Kaiming’s initialization has been shown to work well for ReLU networks, the experiments show that hat CNNs also work well with this initialization method. Furthermore, we also consider Xavier’s uniform initialization [3] for hat CNNs on CIFAR10/100 datasets. The results in Table 5 and Fig. 2 show that the initialization methods make almost no difference on test accuracy but for the CIFAR100 dataset the loss of Kaiming’s initialization converges slightly fast.
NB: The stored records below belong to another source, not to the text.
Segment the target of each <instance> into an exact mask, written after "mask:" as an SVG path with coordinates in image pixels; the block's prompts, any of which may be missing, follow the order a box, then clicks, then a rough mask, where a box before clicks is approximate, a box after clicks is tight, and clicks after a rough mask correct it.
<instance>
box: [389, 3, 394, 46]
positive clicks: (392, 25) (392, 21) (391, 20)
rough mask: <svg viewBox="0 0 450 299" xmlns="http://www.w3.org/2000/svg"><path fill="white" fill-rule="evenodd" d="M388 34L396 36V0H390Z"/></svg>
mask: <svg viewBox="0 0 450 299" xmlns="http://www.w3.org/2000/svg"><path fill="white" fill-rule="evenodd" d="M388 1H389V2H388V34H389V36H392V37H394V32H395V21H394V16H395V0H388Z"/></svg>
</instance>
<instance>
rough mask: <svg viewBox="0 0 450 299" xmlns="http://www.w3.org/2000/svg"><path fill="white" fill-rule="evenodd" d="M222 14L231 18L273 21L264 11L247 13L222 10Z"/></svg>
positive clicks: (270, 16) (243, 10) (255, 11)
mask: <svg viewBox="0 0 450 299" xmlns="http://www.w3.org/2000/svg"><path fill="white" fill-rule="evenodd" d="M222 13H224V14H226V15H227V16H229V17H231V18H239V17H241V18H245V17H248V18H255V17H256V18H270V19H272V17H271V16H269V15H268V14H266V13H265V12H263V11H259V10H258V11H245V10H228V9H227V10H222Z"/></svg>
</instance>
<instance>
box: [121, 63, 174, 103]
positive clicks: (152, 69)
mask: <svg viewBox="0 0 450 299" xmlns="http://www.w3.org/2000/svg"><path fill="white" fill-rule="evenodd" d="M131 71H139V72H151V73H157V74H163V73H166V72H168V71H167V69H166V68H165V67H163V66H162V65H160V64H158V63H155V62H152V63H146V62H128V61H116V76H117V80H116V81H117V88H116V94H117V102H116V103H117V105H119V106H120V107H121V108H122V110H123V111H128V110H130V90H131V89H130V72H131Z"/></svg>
Table 1. Comparison of hat CNNs and ReLU CNNs for image classification.
Table 2. Comparison of different scale setting of hat function for MgNet.
Table 3. MgNet results of 300 epochs.
Table 4. MgNet with hat function of trainable scale (300 epochs).
Table 5. Comparison of different initialization methods for hat-CNNs.
Fig. 2.
figure 2

Comparison of loss curve and test accuracy curve of MgNet for CIFAR10 and CIFAR100 datasets versus initialization methods.

4 Conclusion

We introduce the hat activation function, a compact function for CNNs and evaluate its performance on several datasets in this paper. The results show that hat activation function which has a compact activation area still has competitive performance in comparison with ReLU activation function for MgNet and ResNet although it does not have those properties of ReLU which are deemed to be important. Besides, activation function with a small compact set can cause gradient vanishing easily but this has no influence on the performances of CNNs with hat function. Specifically, from the experiments we note that the scale setting of hat activation function also influences the performance, which is related to the frequency variation in the network. Furthermore, commonly used initialization methods are also shown to be viable for hat CNNs. These numerous experiments show that hat function is indeed a viable choice of activation functions for CNNs and indicate the spectral bias is not significant for generalization accuracy.